By Ryan Sitton
for Drilling Contractor Magazine
Earlier this year, Hurricane Harvey left more than 12 million people in Texas and Louisiana without homes. The devastation of this storm was more far-reaching than anyone imagined. My neighborhood in southeast Houston received more than 56 inches of rain. Although the hurricane has passed, my thoughts and prayers are still with all those working to rebuild their lives.
At one point, Hurricane Harvey effectively shuttered 24% of the nation’s refining capacity, and as much as 10% of US drilling was expected to be delayed. Pipeline infrastructure, including the Magellan, Explorer and Colonial pipelines, were taken offline. Power outages affected natural gas liquid (NGL) fractionating plants. The Gulf of Mexico’s share of US production was cut from above 25% to below 5%. The Port of Corpus Christi, the nation’s No. 1 crude oil export port, closed for six days. These impacts left the nation with another point of concern — how would Texas, the US and the world meet energy needs?
Both government and industry worked quickly to fill energy demand and bring infrastructure back online, but the effect on the global market, while not devastating, was undeniable. Gasoline futures rose nearly 7%, and the dollar weakened to a 16-month low. The idea that one state could impact the world in such a way makes it clear – Texas’ natural resources are the key to America’s energy security.
Our current federal administration has emphasized that an all-of-the-above strategy is paramount to the continued success of American energy. Every nation wants clean, affordable and reliable energy sources, but until now, producing that has been a challenge. Where some countries are rich with natural resources, they lack infrastructure and refining facilities. Where others have natural resources and infrastructure, they lack an experienced workforce.
In Texas, we have the natural resources, pipelines, ports, workforce and regulatory environment that allow us to produce energy cleaner and more efficiently than anyone else. These components, paired with our all-of-the-above energy portfolio, have made Texas the leading net exporter of energy in the US.
Further, the state produces 41% more energy than it consumes. Let’s put that into perspective.
While fossil fuels dominate Texas energy production, renewables account for a significant portion of our electricity grid. In Q1 2017, wind generation accounted for nearly 23% of power generation for the Electric Reliability Council of Texas (ERCOT). ERCOT also projects that solar power could contribute up to 28,100 megawatts to the grid within 10 to 15 years. Two nuclear plants supply one-tenth of the state’s net electricity generation.

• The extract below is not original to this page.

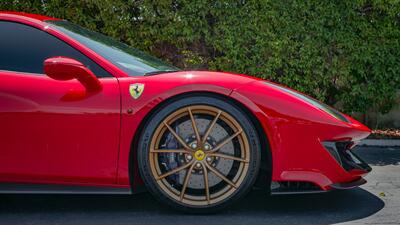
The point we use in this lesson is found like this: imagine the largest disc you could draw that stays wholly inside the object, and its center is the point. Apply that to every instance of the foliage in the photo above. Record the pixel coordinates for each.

Texas produces more than a third of the country’s crude oil, and with untapped reserves in the Alpine High, Permian Basin and Eagle Ford, our production continues to grow. The state is also home to 15 coal-fired power plants and is the seventh-largest coal producer in the nation. Natural gas arguably has the most potential, and the country receives more than one-fourth of this resource from Texas.
As the US exponentially grows its production of clean and reliable energy like natural gas – which surpassed coal as a power source for the first time in 2016 – we are also significantly reducing emissions and providing clean energy to our allies overseas. The US decreased emissions by 15% between 2005 and 2016, not because of the Paris Accord or Clean Power Plan but because of technological advancements from the industry, like hydraulic fracturing. Hydraulic fracturing in the US has created thousands of jobs, enhanced our economic and national security, and reduced emissions from electric-generation facilities.
This technique has allowed producers to unlock shale plays and develop abundant natural gas reserves, which are now being shipped from our ports to more than 20 countries around the world, like China, Pakistan and India.
Take, for example, Mexico’s reliance on American natural gas. Right now, Mexico imports about 112,000 million cu ft of natural gas each month from Texas via pipeline. By 2019, US natural gas exports to Mexico will double, and that means more money for our schools, roads, hospitals and economy. Mexico’s energy reforms and demand, coupled with near historic highs in US production, are creating an enormous opportunity from which both countries will benefit.
Liquefied natural gas (LNG) is also creating economic opportunities for Texas and the nation. The US Energy Information Administration predicts US LNG exports will increase from 1.4 Bcf/day at the end of 2016 to 9.5 Bcf/day by the end of 2019. With this growth, economists are predicting the US will be a global leader in energy exports by 2022.
Prior to the shale boom in 2008, the United States believed it did not have enough natural gas to meet its demand. Import facilities were built to take in natural gas from other countries.
But now we need to begin thinking differently about the role energy plays in the world. Texas natural gas production, the innovation of our drillers and refined products exports are disrupting the global market, securing our economic growth and national security, and placing the US in a position of energy dominance.